Publisher:
Hayden BooksGiven the success of the first edition of Internet Starter
Kit for Macintosh, a second edition was obviously needed. The Internet changes quickly,
and I'd just barely managed to squeeze mention of the Web and the first alpha release
of NCSA Mosaic for the Macintosh into the first edition.
When I'd written the first edition, though, I had no idea that a second edition would
be called for, and since it was my first book ever, I hadn't thought about how to
make it easy to update. Bad move, and the update took a lot of work, much more than
than it could have if I'd designed the book with updates in mind.

For some reason, I didn't turn in any of the chapters while I was working, instead
holding on to them so I could run some Nisus
Writer macros over the entire book at the last minute, before I had to convert
to Word format for submission to Hayden. This had the unfortunate effect of making
my deadline, shall we say, a bit tight. Tonya and I were married on June 15th, 1991,
and I remember the deadline well when thinking back on the process of writing the
second edition. It was June 14th, and I was cranking all day. The day turned to night,
and gradually, the night turned back to day, just as I was finishing. I sent all
the files to my editor via email at 5 AM, fell into bed, and woke up at 10 AM to
spend our anniversary day relaxing with Tonya.
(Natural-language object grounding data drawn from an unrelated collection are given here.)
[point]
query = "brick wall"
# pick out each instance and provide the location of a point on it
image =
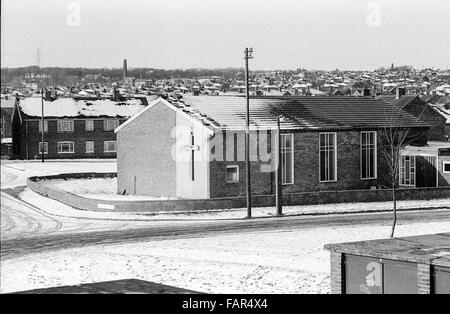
(145, 163)
(434, 119)
(423, 278)
(337, 279)
(31, 138)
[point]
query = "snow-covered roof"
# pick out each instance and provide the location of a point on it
(69, 107)
(441, 108)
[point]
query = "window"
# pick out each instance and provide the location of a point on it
(65, 126)
(45, 148)
(287, 158)
(45, 126)
(407, 171)
(446, 166)
(65, 148)
(110, 146)
(369, 155)
(110, 125)
(232, 174)
(327, 157)
(89, 147)
(89, 125)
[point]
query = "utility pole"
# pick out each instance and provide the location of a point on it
(42, 125)
(278, 174)
(38, 58)
(248, 55)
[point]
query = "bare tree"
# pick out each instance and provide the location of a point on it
(397, 134)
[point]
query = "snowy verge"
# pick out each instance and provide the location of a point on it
(288, 261)
(57, 208)
(98, 188)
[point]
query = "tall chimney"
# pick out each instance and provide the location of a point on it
(125, 70)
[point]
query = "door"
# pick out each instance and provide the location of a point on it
(425, 172)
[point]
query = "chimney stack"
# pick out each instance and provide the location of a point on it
(125, 70)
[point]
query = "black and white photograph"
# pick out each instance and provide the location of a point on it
(230, 154)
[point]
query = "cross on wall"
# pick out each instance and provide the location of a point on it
(193, 148)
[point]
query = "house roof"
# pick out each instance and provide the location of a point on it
(8, 103)
(300, 113)
(403, 101)
(443, 109)
(69, 107)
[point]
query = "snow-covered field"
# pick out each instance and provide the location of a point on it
(99, 188)
(15, 173)
(291, 261)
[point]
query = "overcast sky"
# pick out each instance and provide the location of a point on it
(285, 34)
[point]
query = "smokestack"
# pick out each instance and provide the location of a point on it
(125, 69)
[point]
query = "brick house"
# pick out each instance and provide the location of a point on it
(430, 114)
(72, 129)
(194, 147)
(6, 109)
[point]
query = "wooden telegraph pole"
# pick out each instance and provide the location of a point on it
(248, 55)
(278, 174)
(42, 126)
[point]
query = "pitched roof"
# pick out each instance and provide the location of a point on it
(8, 103)
(69, 107)
(403, 101)
(300, 113)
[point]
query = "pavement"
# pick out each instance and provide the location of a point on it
(27, 230)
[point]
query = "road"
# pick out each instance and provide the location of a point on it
(27, 230)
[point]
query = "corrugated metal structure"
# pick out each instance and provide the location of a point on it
(409, 265)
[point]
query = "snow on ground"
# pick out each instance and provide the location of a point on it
(99, 188)
(56, 208)
(291, 261)
(15, 173)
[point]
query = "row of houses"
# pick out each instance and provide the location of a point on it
(70, 128)
(194, 147)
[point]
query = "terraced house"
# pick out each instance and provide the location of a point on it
(194, 147)
(72, 129)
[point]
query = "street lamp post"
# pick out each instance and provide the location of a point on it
(248, 55)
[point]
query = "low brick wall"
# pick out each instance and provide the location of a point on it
(307, 198)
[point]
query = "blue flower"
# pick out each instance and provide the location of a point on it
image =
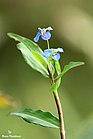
(43, 33)
(54, 53)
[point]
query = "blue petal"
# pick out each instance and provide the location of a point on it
(60, 50)
(37, 36)
(46, 35)
(47, 53)
(56, 56)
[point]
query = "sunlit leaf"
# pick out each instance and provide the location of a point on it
(68, 67)
(38, 117)
(32, 54)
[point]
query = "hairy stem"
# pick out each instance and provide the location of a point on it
(59, 107)
(48, 44)
(60, 114)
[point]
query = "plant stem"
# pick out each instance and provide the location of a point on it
(60, 114)
(59, 107)
(48, 44)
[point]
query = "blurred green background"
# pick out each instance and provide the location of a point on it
(72, 21)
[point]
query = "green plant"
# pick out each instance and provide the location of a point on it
(47, 63)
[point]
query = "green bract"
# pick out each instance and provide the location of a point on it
(32, 54)
(38, 117)
(68, 67)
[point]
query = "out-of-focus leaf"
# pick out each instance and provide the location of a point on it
(38, 117)
(6, 100)
(27, 42)
(68, 67)
(32, 54)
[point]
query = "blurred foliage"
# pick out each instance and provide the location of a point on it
(72, 21)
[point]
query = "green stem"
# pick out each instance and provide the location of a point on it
(60, 114)
(48, 44)
(59, 107)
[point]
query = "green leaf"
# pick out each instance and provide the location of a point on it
(38, 117)
(68, 67)
(32, 54)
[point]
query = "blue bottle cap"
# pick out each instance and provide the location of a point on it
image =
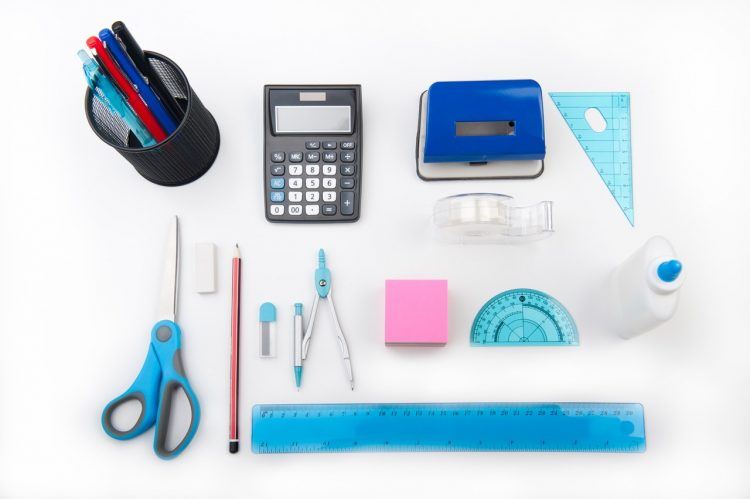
(669, 271)
(267, 312)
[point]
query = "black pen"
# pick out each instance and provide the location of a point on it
(154, 80)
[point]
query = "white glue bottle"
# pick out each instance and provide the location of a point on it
(646, 288)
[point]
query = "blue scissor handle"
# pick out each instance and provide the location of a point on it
(145, 389)
(166, 341)
(160, 377)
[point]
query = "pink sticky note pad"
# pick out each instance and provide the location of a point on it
(416, 312)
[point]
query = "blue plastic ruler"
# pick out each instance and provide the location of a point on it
(461, 427)
(608, 150)
(523, 317)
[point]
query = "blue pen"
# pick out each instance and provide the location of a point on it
(298, 344)
(112, 99)
(112, 45)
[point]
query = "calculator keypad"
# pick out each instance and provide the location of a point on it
(316, 179)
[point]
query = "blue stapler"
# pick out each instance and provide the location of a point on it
(481, 129)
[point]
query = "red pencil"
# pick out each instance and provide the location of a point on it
(135, 101)
(234, 369)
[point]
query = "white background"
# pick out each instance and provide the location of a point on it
(82, 240)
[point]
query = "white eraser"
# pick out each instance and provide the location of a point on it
(205, 267)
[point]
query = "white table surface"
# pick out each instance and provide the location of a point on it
(82, 235)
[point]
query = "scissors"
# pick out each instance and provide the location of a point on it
(162, 374)
(323, 290)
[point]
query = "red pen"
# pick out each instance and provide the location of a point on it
(135, 101)
(234, 363)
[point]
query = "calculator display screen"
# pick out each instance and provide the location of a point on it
(313, 119)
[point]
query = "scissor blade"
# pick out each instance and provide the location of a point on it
(168, 297)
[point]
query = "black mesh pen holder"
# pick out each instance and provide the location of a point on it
(184, 155)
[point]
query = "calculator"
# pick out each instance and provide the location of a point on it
(312, 157)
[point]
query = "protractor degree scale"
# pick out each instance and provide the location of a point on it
(524, 317)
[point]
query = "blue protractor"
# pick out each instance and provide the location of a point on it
(523, 317)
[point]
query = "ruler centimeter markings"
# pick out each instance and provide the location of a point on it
(609, 150)
(448, 427)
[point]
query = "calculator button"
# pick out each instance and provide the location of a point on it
(277, 196)
(347, 203)
(277, 209)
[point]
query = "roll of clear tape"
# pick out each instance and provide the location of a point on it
(488, 218)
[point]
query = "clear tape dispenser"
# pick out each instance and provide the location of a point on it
(488, 218)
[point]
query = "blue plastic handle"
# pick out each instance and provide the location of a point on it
(160, 378)
(166, 339)
(145, 389)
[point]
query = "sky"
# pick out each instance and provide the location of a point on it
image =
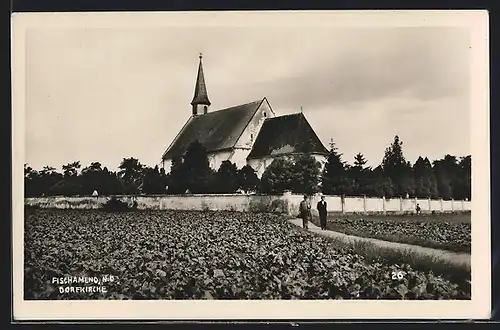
(103, 94)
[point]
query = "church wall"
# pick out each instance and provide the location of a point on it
(259, 165)
(250, 133)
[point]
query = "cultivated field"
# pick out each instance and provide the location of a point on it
(208, 255)
(441, 231)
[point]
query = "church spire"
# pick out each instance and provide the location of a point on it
(200, 98)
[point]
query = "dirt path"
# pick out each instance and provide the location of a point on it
(449, 256)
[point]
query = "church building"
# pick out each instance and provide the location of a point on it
(247, 134)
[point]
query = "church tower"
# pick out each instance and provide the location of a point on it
(200, 101)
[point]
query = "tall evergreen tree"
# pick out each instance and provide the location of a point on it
(359, 175)
(196, 168)
(398, 169)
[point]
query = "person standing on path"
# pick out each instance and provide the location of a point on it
(305, 212)
(322, 212)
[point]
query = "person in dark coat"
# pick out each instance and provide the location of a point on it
(305, 212)
(322, 206)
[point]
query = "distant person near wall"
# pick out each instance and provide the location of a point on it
(322, 206)
(305, 212)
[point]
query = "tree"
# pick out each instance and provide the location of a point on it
(465, 177)
(154, 181)
(447, 170)
(248, 179)
(398, 169)
(131, 171)
(306, 175)
(70, 184)
(378, 184)
(226, 178)
(278, 176)
(176, 179)
(71, 170)
(334, 180)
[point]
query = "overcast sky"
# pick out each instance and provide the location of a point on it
(105, 94)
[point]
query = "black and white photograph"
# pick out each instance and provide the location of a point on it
(251, 164)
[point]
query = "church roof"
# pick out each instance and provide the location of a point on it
(217, 130)
(200, 90)
(288, 134)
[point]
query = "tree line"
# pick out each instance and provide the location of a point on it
(447, 178)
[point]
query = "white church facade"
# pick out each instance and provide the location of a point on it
(246, 134)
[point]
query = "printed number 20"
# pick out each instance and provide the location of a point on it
(397, 275)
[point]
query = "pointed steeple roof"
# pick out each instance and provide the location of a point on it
(200, 91)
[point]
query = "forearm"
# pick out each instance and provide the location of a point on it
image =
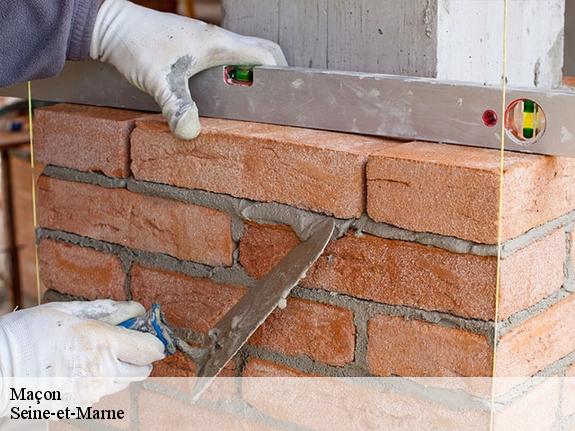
(38, 36)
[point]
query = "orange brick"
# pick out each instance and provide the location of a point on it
(568, 392)
(188, 302)
(538, 342)
(535, 409)
(572, 257)
(260, 368)
(322, 332)
(22, 200)
(454, 190)
(532, 274)
(412, 348)
(142, 222)
(86, 138)
(316, 170)
(81, 272)
(403, 273)
(263, 246)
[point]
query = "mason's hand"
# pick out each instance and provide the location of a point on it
(76, 339)
(159, 52)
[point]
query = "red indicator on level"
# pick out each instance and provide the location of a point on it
(490, 118)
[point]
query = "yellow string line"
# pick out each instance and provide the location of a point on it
(500, 210)
(34, 214)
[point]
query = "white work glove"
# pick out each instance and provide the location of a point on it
(73, 347)
(76, 339)
(159, 52)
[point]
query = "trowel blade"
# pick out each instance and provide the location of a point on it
(242, 320)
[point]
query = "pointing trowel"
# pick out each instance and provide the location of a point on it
(234, 329)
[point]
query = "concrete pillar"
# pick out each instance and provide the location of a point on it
(446, 39)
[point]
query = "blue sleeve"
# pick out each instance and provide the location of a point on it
(38, 36)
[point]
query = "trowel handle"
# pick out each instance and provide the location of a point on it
(152, 322)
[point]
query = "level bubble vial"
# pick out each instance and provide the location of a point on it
(239, 75)
(525, 121)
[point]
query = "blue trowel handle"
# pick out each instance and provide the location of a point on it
(152, 322)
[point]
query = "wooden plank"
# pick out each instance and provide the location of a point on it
(252, 17)
(303, 32)
(383, 36)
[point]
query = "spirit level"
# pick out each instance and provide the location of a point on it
(372, 104)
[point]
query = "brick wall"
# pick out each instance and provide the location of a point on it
(407, 289)
(21, 179)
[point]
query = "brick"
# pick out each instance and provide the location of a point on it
(188, 302)
(316, 170)
(454, 190)
(263, 246)
(159, 411)
(79, 271)
(142, 222)
(358, 404)
(86, 138)
(536, 409)
(260, 368)
(22, 200)
(409, 274)
(324, 333)
(532, 274)
(412, 348)
(572, 251)
(538, 342)
(568, 392)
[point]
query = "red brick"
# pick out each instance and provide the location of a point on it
(572, 251)
(142, 222)
(321, 171)
(403, 273)
(177, 365)
(532, 274)
(454, 190)
(263, 246)
(82, 272)
(86, 138)
(412, 348)
(568, 392)
(322, 332)
(188, 302)
(260, 368)
(22, 200)
(538, 342)
(535, 409)
(21, 177)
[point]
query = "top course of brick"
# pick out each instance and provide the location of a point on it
(443, 189)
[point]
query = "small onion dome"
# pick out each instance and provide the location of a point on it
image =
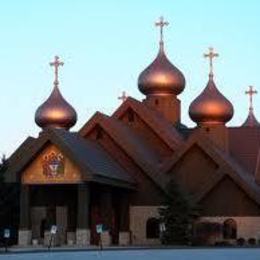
(161, 77)
(251, 120)
(211, 107)
(56, 112)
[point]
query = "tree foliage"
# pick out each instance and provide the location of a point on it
(178, 216)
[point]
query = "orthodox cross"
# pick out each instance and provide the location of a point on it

Unfortunately, it wasn't over. Several weeks later, when Peter
Lewis, author of numerous Macintosh Internet programs, was visiting, my editor
woke me up one morning with a phone call (easy to do since Indianapolis, where Hayden
is located, is either two or three hours ahead of where we are on the west coast,
depending on Daylight Savings Time, which Indianapolis doesn't honor). He asked,
"Are you sitting down?" I replied, somewhat crossly, "No, I'm lying
down, because I haven't even gotten out of bed yet." He said, "Good, that's
even better, because we have to cut 150 pages from the book right now because it's
too large to be bound the way we can afford to bind it."
I gasped. I knew the book was long, but I thought Hayden wanted it long, so I hadn't
attempted to mince words. But 150 pages! Through the course of the morning and several
phone calls, my editor and I gradually worked out a plan for deleting one appendix
and shortening several others to save our 150 pages. Lists of Internet providers,
Usenet newsgroups, and Internet resources had bulked up the first edition, and they'd
only increased in size for the second edition. It worked out well in the end, but
if I'd been prone to heart attacks...
Needless to say, Peter thought it was tremendously amusing.
The second edition of Internet Starter Kit for Macintosh went on to become the best selling of all versions and editions, helped in part by a book club deal that made it one of the free books you got if you signed up. It was also the first edition of the book to be put in a box and sold in the software channel, something that proved rather successful for several years. Confusingly, the box version was known as Internet Starter Kit for Macintosh 1.0, despite the fact that it was the second edition of the book.